“Ha, red-on-the-forehead!” said Halmis. “I had a dream last night! We met rivers and mountains, but the wagons and the oxen swam like boats and flew like eagles and we came to a golden house—”
Ramiki was often jealous of Halmis’s dreaming, but he did not think now of that. All was lost in the fact of that red mark, made now, not after he had taken Halmis’s hand in his, before witnesses!
He spoke, “Taru and Nardan, your brothers, stay in the plain. They have marked their foreheads with blue, and Ina and Matar, their wives, are marked with blue. All their household....”
“I leave their household,” answered Halmis. “I am going to seek it—the golden house beyond the hills!”
“My house?”
“I want to know what is there, beyond the hills!
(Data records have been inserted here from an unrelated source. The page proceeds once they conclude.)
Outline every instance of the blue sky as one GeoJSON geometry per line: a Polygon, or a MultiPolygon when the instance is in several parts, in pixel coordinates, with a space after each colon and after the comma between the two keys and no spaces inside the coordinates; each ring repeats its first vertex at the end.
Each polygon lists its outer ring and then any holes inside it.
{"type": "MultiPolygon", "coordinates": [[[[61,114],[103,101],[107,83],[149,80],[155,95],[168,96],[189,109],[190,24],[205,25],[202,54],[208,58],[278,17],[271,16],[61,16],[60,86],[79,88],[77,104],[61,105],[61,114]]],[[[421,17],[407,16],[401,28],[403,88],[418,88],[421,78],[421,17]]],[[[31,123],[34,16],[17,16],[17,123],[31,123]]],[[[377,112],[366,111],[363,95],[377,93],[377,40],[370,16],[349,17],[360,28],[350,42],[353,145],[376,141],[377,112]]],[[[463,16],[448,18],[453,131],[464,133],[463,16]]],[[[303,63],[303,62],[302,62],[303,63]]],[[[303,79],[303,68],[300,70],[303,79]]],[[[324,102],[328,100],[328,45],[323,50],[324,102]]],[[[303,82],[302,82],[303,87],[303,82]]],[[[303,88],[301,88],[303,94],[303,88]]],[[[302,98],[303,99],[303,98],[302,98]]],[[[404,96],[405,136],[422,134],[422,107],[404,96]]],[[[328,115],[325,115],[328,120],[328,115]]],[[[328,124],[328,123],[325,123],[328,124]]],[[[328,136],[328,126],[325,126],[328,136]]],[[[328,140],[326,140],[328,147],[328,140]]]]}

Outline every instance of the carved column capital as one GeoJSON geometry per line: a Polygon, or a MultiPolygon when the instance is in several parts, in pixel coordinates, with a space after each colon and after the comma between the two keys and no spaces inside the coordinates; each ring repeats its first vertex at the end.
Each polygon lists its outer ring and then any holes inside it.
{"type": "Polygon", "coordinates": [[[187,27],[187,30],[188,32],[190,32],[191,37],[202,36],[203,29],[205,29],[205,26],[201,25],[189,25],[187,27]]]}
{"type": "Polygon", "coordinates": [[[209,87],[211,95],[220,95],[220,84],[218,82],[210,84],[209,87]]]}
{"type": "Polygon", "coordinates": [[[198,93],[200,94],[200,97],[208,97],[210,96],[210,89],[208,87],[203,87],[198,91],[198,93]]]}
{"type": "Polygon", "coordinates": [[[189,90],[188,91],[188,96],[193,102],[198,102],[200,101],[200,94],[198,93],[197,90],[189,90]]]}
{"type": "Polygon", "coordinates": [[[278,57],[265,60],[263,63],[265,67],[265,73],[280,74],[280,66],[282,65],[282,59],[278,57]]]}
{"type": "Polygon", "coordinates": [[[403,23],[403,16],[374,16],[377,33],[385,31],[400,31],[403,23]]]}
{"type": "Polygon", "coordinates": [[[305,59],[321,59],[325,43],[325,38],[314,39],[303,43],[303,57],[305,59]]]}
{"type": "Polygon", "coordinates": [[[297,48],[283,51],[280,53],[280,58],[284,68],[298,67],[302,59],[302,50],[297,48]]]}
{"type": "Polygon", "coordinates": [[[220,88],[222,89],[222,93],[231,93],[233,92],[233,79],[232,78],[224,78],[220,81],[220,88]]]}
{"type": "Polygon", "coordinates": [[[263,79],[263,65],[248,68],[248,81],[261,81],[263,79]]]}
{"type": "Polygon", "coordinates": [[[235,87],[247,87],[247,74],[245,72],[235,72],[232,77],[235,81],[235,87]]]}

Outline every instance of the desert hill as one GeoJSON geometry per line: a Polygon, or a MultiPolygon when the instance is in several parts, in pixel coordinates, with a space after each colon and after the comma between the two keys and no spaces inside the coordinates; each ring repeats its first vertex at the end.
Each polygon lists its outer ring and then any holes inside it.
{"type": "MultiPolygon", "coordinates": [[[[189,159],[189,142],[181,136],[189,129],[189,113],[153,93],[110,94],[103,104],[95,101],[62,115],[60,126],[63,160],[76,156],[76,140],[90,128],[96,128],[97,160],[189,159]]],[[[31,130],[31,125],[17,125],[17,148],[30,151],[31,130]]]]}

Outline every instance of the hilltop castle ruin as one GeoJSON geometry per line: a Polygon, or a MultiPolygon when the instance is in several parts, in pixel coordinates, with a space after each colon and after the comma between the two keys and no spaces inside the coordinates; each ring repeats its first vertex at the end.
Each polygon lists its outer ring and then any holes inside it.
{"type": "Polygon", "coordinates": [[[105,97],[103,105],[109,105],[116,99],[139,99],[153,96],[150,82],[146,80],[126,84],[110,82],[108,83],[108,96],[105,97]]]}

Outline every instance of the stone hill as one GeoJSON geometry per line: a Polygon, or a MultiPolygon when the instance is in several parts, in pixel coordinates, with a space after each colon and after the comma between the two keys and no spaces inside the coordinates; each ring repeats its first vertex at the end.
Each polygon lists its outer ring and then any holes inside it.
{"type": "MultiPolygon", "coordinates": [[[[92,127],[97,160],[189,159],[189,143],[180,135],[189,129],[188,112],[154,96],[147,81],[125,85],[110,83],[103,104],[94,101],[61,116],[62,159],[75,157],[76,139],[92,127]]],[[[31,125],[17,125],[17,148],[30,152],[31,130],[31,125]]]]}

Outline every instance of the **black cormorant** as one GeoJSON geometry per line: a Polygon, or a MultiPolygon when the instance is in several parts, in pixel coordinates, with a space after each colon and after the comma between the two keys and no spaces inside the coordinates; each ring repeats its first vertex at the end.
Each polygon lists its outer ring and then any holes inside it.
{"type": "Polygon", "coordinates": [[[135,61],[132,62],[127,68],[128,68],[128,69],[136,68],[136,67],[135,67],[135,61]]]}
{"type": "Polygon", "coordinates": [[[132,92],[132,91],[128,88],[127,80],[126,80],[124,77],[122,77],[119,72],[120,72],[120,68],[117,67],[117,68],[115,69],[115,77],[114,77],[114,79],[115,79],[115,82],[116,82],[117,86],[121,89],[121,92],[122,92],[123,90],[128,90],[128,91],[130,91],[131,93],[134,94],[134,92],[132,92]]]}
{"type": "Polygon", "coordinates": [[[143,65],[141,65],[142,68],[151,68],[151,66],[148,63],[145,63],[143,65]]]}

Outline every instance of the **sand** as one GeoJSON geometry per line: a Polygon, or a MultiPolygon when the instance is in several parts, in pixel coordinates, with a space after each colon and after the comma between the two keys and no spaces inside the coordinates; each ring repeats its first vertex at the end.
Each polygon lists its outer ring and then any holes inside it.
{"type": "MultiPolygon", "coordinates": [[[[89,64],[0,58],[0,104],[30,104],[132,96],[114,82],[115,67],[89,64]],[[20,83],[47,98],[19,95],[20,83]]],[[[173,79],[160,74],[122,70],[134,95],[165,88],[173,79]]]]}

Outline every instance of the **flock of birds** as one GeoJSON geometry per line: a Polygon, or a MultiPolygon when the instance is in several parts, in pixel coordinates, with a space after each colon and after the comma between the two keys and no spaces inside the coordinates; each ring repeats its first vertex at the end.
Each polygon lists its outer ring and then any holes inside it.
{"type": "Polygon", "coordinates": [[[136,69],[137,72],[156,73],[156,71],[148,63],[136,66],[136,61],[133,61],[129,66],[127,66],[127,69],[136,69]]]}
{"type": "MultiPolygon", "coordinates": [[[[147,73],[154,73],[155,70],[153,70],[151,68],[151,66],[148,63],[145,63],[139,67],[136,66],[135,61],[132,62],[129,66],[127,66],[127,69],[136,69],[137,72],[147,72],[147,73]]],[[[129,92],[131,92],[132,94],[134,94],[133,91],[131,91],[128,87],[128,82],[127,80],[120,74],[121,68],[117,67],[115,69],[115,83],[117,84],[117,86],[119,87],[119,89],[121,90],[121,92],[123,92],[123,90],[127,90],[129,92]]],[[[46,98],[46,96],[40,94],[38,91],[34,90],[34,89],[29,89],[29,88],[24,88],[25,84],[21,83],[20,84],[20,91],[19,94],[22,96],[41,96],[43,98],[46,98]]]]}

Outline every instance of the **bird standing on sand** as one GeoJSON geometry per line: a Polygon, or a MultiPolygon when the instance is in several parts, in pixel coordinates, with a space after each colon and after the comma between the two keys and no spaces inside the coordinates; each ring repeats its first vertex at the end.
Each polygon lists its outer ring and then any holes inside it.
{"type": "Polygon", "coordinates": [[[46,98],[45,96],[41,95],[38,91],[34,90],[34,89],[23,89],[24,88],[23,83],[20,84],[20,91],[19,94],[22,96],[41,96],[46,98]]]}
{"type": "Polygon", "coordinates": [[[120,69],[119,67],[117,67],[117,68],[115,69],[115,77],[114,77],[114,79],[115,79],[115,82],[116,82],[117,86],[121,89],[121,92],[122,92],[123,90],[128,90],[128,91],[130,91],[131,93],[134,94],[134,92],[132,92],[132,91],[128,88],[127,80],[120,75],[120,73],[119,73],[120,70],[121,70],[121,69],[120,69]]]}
It was not your house, Ramiki, in my dream, nor my house.” She lifted a reed in her hand. “It was the house.”
Ramiki moistened his lips. “A woman without a husband goes or stays as goes or stays her father. If her father be dead, then she goes or stays as goes or stays her brother or her nearest kinsman.”
“They made that rule. I am prophetess of Arzan. I rule for myself. I have spoken to the chiefs and the elders. By the god-stone, many watching, I put red paint upon my forehead!”
Ramiki breathed hard. There was a Ramiki who was going to speak, and somewhere else there was another Ramiki. Both lived, but the one who had the word was of great size.